Zhang, Meichun; Wu, Jing; Zhong, Weinong; Zhao, Ziwen; Liu, Zhaohui.
Afiliação
  • Zhang M; Department of Pulmonary and Critical Medicine, Guangzhou First People's Hospital, School of Medicine, South China University of Technology, Guangzhou, Guangdong, 510180, PR China; Department of Pulmonary and Critical Medicine, Guangzhou First People's Hospital, Guangzhou Medical University, Guangzho
  • Wu J; Department of Cardiovascular Medicine, Guangzhou First People's Hospital, School of Medicine, South China University of Technology, Guangzhou, Guangdong, 510180, PR China.

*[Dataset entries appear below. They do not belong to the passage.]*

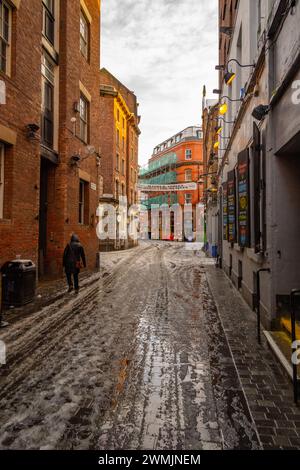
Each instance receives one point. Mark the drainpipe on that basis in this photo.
(294, 346)
(263, 270)
(3, 324)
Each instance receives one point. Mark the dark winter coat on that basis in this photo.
(73, 253)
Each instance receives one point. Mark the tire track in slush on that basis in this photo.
(47, 333)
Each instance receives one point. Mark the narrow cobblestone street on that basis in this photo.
(135, 362)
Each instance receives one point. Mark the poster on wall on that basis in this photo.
(225, 212)
(243, 199)
(231, 196)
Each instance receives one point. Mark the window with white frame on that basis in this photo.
(84, 118)
(188, 154)
(5, 36)
(49, 20)
(188, 175)
(1, 180)
(83, 202)
(48, 82)
(84, 35)
(188, 198)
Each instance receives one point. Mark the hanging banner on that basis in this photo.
(231, 207)
(164, 188)
(243, 199)
(256, 153)
(225, 212)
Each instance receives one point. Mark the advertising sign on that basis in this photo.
(243, 199)
(231, 194)
(225, 212)
(156, 188)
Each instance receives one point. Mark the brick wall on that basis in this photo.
(19, 231)
(19, 228)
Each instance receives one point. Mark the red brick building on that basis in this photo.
(49, 136)
(119, 132)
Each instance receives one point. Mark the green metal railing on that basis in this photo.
(156, 165)
(162, 199)
(165, 178)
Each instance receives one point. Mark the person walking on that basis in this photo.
(73, 261)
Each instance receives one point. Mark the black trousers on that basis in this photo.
(75, 277)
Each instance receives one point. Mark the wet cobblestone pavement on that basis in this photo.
(139, 360)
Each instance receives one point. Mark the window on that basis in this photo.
(84, 118)
(83, 202)
(84, 36)
(117, 192)
(5, 36)
(47, 117)
(188, 198)
(188, 154)
(48, 20)
(1, 180)
(188, 175)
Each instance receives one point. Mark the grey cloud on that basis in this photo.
(165, 50)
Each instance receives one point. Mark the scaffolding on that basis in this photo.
(165, 163)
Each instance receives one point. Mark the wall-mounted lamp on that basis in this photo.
(75, 160)
(230, 75)
(260, 112)
(223, 109)
(224, 120)
(32, 129)
(230, 99)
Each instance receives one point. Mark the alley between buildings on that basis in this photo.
(139, 360)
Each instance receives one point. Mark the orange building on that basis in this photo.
(177, 160)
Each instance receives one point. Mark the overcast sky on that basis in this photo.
(164, 51)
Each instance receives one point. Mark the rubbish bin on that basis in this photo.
(18, 283)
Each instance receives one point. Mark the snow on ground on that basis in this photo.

  • Zhong W; Department of Pulmonary and Critical Medicine, Guangzhou First People's Hospital, School of Medicine, South China University of Technology, Guangzhou, Guangdong, 510180, PR China; Department of Pulmonary and Critical Medicine, Guangzhou First People's Hospital, Guangzhou Medical University, Guangzho
  • Zhao Z; Department of Pulmonary and Critical Medicine, Guangzhou First People's Hospital, School of Medicine, South China University of Technology, Guangzhou, Guangdong, 510180, PR China; Department of Pulmonary and Critical Medicine, Guangzhou First People's Hospital, Guangzhou Medical University, Guangzho
  • Liu Z; Department of Pulmonary and Critical Medicine, Guangzhou First People's Hospital, School of Medicine, South China University of Technology, Guangzhou, Guangdong, 510180, PR China; Department of Pulmonary and Critical Medicine, Guangzhou First People's Hospital, Guangzhou Medical University, Guangzho
Arch Biochem Biophys ; 660: 53-63, 2018 12 15.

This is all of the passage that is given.